Friday, March 16, 2018

One Final Push

This weekend, the national multi-specialty survey of US physicians sponsored by Practicing Physicians of America will be closing to allow time for analysis. To date, the response to the survey has been remarkable: physicians from all 50 states and nearly every US territory have participated with 47 subspecialties (both medical and surgical) represented. In case I should forget, I should also like to add a special word of thanks to those who helped spread the word about this survey, especially members of the Pennsylvania Medical Society, the Association of Independent Doctors, and Doximity. The power of social media to reach working physicians has been amazing.
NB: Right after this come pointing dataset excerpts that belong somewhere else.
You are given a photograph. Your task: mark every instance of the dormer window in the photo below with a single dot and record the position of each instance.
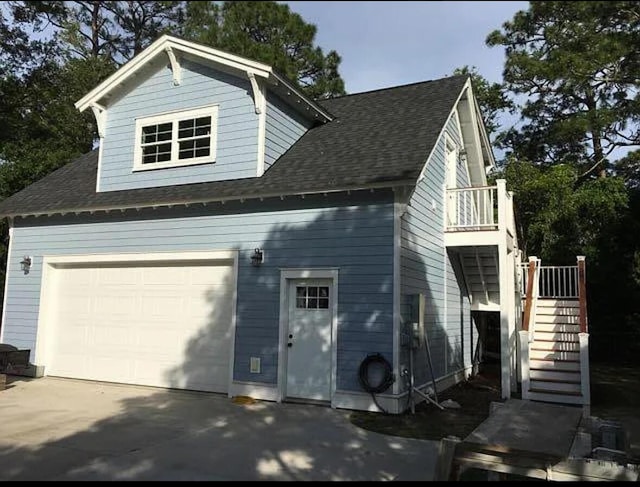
(176, 139)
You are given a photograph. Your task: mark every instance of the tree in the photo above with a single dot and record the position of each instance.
(577, 63)
(491, 98)
(269, 32)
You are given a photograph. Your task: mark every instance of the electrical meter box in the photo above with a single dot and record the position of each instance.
(418, 304)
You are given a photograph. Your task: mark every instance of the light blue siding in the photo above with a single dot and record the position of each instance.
(354, 235)
(237, 128)
(427, 267)
(283, 128)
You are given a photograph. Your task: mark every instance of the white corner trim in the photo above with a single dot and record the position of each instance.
(3, 325)
(100, 113)
(262, 129)
(99, 172)
(287, 274)
(257, 92)
(176, 69)
(398, 210)
(234, 322)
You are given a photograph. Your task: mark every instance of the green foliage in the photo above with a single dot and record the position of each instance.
(269, 32)
(577, 63)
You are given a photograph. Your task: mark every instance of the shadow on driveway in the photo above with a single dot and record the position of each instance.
(60, 429)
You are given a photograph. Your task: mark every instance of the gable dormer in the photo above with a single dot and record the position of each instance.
(181, 113)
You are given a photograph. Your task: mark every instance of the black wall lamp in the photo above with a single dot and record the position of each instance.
(25, 264)
(257, 258)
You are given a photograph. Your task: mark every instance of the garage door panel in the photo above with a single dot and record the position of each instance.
(158, 325)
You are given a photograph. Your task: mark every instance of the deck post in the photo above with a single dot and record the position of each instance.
(524, 361)
(584, 373)
(582, 294)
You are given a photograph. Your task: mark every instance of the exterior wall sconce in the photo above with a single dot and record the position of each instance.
(257, 258)
(25, 264)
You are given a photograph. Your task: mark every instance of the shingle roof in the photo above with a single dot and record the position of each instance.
(378, 138)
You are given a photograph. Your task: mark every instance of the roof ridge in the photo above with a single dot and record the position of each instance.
(396, 87)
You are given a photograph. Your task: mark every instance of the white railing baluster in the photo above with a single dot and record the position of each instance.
(471, 208)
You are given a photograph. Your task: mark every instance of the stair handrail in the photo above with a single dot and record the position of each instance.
(528, 322)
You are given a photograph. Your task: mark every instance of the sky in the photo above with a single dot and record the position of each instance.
(390, 43)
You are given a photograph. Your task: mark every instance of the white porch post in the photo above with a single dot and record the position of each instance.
(503, 275)
(524, 361)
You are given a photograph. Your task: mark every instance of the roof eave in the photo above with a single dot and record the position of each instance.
(167, 42)
(403, 183)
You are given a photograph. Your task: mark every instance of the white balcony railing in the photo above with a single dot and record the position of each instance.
(480, 208)
(472, 208)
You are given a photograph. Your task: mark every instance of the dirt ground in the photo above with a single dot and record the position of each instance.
(615, 395)
(429, 422)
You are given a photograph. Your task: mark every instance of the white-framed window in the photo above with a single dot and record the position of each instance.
(176, 139)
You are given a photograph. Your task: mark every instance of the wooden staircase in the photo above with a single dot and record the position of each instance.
(554, 343)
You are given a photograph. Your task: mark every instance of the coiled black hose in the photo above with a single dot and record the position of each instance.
(385, 383)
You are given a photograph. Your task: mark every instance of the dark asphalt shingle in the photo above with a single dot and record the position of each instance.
(377, 138)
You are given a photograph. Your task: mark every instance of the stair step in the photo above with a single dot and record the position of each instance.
(544, 364)
(556, 327)
(554, 354)
(557, 303)
(550, 336)
(554, 374)
(553, 318)
(555, 386)
(559, 397)
(555, 346)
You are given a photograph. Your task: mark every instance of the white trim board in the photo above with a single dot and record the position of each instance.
(172, 47)
(3, 325)
(175, 117)
(310, 273)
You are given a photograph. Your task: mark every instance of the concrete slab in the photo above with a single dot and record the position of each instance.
(59, 429)
(532, 426)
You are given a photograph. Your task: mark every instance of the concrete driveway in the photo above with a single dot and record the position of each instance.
(61, 429)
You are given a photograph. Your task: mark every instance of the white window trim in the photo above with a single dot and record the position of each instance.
(175, 117)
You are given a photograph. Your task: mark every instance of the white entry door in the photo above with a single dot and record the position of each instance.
(309, 342)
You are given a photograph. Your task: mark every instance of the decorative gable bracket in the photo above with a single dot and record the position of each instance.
(257, 92)
(100, 113)
(175, 66)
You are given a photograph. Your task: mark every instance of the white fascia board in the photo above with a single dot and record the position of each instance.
(296, 92)
(443, 128)
(168, 44)
(159, 47)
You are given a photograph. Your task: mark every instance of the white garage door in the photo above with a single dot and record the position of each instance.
(157, 324)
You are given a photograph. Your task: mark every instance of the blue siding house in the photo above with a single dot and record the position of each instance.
(231, 235)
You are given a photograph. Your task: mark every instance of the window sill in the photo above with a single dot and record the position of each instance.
(170, 164)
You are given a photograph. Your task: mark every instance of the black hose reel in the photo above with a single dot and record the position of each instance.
(386, 380)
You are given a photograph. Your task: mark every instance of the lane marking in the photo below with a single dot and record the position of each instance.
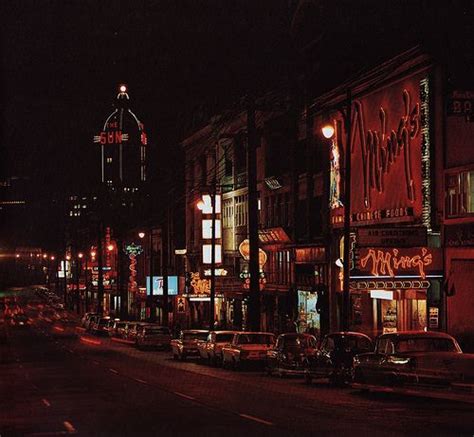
(46, 402)
(140, 380)
(184, 395)
(69, 427)
(256, 419)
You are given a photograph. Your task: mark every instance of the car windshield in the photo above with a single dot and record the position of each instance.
(255, 339)
(224, 337)
(426, 345)
(157, 331)
(195, 336)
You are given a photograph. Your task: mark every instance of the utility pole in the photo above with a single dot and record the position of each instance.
(253, 309)
(100, 262)
(212, 305)
(346, 304)
(152, 298)
(164, 267)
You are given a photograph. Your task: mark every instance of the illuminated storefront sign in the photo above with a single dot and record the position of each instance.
(397, 261)
(390, 156)
(133, 250)
(158, 285)
(198, 285)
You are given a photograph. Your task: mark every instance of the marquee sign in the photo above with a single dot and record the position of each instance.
(389, 156)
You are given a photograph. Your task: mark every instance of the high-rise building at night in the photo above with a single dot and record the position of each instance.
(123, 142)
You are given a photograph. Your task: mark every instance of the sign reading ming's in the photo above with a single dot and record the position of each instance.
(394, 262)
(386, 155)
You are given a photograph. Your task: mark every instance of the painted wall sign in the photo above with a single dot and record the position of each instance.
(418, 261)
(391, 236)
(390, 138)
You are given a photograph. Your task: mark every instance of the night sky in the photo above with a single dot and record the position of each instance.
(62, 61)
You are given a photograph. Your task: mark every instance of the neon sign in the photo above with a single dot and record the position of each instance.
(393, 261)
(380, 149)
(111, 137)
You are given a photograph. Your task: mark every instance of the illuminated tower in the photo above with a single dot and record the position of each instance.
(123, 146)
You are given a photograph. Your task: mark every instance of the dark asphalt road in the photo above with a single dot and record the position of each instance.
(52, 385)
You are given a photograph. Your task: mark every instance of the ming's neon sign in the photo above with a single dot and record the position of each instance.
(392, 262)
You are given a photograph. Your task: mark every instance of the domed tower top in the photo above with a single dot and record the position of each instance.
(123, 140)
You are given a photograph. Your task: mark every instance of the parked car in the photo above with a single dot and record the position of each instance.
(132, 330)
(211, 349)
(87, 318)
(20, 320)
(334, 357)
(290, 354)
(247, 347)
(428, 358)
(117, 328)
(64, 328)
(187, 344)
(100, 325)
(153, 336)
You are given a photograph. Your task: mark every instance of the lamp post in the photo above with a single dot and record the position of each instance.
(80, 255)
(328, 132)
(142, 235)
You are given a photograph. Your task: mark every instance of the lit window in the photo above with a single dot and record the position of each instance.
(460, 193)
(207, 253)
(207, 229)
(207, 207)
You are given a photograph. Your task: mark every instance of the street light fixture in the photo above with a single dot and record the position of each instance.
(328, 132)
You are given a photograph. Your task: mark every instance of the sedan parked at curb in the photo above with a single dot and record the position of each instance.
(187, 344)
(247, 347)
(290, 354)
(211, 349)
(416, 358)
(334, 357)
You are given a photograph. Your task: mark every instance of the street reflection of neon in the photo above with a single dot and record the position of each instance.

Currently, I estimate the error of the survey will be as low as ± 1 or 2%, depending on the question asked. Obviously, the more (credible) responses we receive, the more powerful the survey since non-responder bias is present with surveys.

So talk it up one last time, share it like crazy, and encourage your colleagues who have not competed the survey to do so. I have no doubt the results of this survey will be eye-opening to all.


P.S.: Goodness: Just realized I published this without the link to the survey!  Here it is:

Friday, March 09, 2018

ABIM and the ABIM Foundation: Consumer Fraud?

Early Tuesday morning I attended an excellent continuing educational video-conference hosted by Paul Friedman, MD at the Mayo Clinic at our institution. Anyone who knows Paul knows what an excellent educator and mentor he has become for electrophysiologists around the world. The case involved patient that was a CRT failure, the workup of that condition, the decisions made, and how they handled the case using His bundle pacing, with some pearls about that physiology. I attended the conference voluntarily and without coercion because of the excellent educational value it provides me yet I received no continuing medical education credit (CME) or ABMS Maintenance of Certification (MOC®) credit for doing so.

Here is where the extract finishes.